Should directors of boards own shares in their companies ?

Investors and credit lenders have often raised concerns about the level of commitment and decision-making acumen when members of  company boards do not have any personal investment in the companies they are collectively directing. Often referred to as 'skin-in-the-game', there is now a stronger focus on directors own shareholdings in their companies. The Australian Shareholders Association (ASA) believe that non-executive directors and key management personnel should have sufficient 'skin-in-the game' to ensure greater alignment with shareholders' interests. While noting that more companies in recent years have been introducing minimum shareholding  guidelines, there are many who refuse to place a requirement in writing. The Australian Council of Superannuation Investors (ACSI) has a similar perspective to the ASA and believes that any well governed board requires their directors to hold equity in the company.  Yet ACSI's research has found that 11 per cent of the ASX 200 directors own no shares in the the companies they govern and many of these directors have been on their boards for over 10 years.  

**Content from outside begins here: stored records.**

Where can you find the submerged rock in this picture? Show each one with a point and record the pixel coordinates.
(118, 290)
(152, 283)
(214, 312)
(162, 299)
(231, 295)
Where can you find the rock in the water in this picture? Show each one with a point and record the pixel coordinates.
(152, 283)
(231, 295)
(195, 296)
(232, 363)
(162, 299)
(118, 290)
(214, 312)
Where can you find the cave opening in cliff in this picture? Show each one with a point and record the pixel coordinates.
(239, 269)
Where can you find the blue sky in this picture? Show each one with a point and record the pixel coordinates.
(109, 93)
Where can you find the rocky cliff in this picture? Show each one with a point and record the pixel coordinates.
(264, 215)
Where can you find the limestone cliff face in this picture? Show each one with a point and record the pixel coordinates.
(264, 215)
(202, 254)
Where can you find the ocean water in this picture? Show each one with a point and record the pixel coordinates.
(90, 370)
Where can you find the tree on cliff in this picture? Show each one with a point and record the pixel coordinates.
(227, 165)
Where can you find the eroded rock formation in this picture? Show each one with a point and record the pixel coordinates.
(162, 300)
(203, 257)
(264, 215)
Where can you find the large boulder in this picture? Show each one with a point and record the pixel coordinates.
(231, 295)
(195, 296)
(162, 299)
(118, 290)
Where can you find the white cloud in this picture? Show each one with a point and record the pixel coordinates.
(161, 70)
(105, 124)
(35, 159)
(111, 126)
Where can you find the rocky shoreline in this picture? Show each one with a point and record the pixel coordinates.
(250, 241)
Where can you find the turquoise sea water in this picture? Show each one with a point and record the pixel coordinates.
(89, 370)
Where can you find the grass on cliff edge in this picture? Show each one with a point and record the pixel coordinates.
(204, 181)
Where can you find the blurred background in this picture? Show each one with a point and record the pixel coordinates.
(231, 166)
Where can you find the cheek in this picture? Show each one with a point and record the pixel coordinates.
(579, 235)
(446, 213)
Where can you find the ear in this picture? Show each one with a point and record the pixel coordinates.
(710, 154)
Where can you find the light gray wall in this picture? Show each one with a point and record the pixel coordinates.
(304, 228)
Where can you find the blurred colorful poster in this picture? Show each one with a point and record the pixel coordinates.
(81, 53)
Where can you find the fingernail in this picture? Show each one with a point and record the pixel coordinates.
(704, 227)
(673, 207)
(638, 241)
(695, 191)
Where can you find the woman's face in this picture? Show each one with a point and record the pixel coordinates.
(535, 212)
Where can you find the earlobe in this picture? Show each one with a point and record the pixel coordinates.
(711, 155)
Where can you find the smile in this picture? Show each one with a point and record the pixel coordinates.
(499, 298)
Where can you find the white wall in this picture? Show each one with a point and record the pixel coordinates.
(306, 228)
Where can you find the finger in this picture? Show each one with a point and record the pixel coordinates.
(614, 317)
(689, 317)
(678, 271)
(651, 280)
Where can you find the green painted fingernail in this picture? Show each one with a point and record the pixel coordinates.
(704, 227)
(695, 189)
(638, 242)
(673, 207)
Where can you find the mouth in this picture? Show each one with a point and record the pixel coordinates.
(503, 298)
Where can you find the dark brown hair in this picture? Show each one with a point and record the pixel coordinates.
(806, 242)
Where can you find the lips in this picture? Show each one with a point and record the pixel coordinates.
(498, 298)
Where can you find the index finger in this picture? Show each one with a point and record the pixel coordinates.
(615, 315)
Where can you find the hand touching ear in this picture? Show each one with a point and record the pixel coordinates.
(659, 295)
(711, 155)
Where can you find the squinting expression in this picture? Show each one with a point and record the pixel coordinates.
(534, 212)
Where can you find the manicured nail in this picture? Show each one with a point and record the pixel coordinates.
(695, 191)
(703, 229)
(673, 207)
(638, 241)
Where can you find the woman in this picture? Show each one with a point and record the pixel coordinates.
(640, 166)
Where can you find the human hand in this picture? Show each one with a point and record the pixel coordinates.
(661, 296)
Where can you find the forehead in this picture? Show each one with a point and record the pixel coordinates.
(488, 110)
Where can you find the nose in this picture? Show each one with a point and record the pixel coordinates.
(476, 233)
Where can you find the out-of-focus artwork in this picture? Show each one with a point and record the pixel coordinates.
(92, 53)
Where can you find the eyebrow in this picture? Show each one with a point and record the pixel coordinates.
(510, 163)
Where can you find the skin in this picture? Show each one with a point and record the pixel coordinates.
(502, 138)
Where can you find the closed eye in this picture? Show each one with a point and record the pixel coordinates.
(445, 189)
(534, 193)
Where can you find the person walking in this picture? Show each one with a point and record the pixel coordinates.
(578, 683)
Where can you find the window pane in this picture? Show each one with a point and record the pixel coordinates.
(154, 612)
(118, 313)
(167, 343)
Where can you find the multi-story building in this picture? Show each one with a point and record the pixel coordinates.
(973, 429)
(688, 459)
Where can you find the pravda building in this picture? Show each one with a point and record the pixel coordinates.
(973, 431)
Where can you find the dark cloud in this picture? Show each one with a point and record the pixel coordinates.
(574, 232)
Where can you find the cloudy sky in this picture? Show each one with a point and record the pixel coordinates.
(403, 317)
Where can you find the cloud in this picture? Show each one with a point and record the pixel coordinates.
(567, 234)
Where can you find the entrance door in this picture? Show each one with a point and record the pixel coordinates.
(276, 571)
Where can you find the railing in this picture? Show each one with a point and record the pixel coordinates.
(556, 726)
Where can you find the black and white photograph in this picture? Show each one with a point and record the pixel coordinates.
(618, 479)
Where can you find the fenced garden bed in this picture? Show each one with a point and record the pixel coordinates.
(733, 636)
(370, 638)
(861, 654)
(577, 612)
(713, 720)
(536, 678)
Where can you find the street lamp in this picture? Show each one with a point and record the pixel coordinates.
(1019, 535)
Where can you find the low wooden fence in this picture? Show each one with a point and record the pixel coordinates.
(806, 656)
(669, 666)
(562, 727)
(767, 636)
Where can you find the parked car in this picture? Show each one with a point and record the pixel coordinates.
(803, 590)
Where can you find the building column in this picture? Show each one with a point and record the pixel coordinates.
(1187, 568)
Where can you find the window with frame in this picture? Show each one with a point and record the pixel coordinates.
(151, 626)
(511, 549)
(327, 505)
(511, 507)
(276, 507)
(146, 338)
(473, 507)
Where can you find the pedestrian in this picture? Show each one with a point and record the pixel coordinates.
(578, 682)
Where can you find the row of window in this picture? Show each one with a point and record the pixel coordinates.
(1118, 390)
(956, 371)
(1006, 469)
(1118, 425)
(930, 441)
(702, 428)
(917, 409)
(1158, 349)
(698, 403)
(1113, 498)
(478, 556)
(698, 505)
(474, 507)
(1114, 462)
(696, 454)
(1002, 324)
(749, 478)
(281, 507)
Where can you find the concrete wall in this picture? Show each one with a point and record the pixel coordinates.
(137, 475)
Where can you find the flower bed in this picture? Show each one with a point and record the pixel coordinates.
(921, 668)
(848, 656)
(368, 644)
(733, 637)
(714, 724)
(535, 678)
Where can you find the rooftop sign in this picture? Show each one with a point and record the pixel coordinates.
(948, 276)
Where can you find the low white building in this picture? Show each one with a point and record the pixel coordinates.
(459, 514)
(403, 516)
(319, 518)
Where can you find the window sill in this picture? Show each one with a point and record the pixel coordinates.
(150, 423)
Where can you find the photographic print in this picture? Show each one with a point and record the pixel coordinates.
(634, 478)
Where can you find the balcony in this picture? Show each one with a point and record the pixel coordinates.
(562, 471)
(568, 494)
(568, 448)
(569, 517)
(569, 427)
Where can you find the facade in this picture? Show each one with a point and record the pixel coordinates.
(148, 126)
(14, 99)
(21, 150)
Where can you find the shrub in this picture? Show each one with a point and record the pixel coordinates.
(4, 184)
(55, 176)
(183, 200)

Not surprisingly perhaps, the Australian Institute of Company Directors (AICD) while professing to have no set policy position cites all the reasons not to require directors to own shares - including discouraging potential candidates from accepting board positions; causing more caution and a short term focus for directors who do own shares; or potentially compromising a director's independence if they own more 5 per cent or more. These are weak arguments and not surprising given AICD's protective view which often seeks to minimise the level of guidance and compliance on directors from outside parties. It does not however resolve the question and the ASA and ASCI positions sit in stark contrast to AICD.